The textile sector, dominated by small and micro enterprises, highlights the challenge faced by traditional exporters. A 25% tariff increase might be absorbed through operational adjustments, supplier negotiations, and modest price changes. A 50% increase, however, fundamentally alters competitive dynamics. Smaller firms face hurdles that larger corporations can more easily navigate due to their superior access to capital.

Unlike large multinational corporations that can shift manufacturing to third countries or absorb temporary losses, smaller exporters lack such flexibility. A temporary subsidy programme, coupled with concessional lending arrangements where the government provides interest rate support, would offer a crucial lifeline during periods of trade uncertainty.

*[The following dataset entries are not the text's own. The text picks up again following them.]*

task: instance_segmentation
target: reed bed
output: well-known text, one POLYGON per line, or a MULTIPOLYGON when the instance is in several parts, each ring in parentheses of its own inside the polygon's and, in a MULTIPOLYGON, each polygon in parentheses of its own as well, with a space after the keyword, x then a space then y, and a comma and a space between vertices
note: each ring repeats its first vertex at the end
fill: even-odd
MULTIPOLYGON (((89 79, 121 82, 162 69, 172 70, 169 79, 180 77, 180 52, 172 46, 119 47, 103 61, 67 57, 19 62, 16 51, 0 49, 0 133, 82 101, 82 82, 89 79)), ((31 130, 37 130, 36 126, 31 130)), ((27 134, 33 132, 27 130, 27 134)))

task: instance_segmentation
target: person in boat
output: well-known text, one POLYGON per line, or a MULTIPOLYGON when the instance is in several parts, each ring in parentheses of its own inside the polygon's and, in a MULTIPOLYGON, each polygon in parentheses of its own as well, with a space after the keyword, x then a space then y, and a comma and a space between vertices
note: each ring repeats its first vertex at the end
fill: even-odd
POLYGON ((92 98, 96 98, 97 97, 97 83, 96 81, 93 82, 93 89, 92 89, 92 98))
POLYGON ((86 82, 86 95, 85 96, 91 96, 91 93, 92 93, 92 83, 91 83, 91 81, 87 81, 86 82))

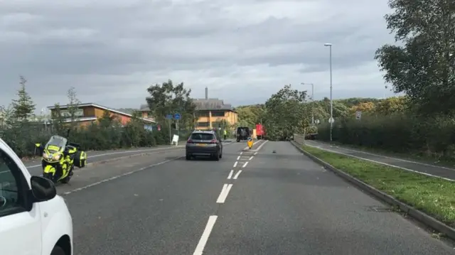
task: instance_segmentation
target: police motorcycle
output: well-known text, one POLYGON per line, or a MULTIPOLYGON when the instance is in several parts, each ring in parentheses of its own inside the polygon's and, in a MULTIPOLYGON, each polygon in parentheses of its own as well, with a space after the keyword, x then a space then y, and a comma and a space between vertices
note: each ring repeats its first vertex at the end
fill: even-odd
MULTIPOLYGON (((68 135, 69 133, 68 130, 68 135)), ((82 168, 87 163, 87 153, 80 150, 80 146, 68 142, 65 137, 53 136, 46 145, 36 143, 35 146, 42 155, 43 177, 54 183, 69 183, 74 167, 82 168)))

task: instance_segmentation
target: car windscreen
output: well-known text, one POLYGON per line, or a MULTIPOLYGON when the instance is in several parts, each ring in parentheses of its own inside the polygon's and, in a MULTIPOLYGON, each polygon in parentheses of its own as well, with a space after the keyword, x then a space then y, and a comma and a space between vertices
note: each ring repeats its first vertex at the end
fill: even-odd
POLYGON ((193 133, 191 134, 191 137, 190 138, 191 140, 208 140, 212 141, 215 139, 215 137, 212 134, 206 134, 206 133, 193 133))

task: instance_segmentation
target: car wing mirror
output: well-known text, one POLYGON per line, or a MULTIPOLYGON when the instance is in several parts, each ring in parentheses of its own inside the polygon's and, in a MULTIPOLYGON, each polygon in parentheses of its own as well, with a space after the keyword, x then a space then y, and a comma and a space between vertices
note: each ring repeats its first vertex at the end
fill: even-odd
POLYGON ((54 183, 48 178, 32 176, 30 179, 30 184, 34 202, 48 201, 57 195, 57 190, 54 183))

Support should also extend to helping these enterprises access alternative geographical markets. India is negotiating free trade agreements that could provide new routes for market access and supply chain diversification. Strengthening buyer–seller outreach programmes can help maintain continuity even during periods of trade tension.

Another important initiative would be to help small exporters develop and promote their brands. Branding support enables them to create distinct market identities that can command premium pricing and partly offset tariff disadvantages. Export compliance assistance can ensure technical barriers do not add to tariff pressures, while logistics support can reduce overall costs. Domestic measures such as rationalising GST, expediting refund mechanisms, and lowering compliance burdens can further improve export competitiveness.

Diplomatic resolve sends the right signal, but it must be matched by comprehensive support for affected exporters, especially the small and marginal ones.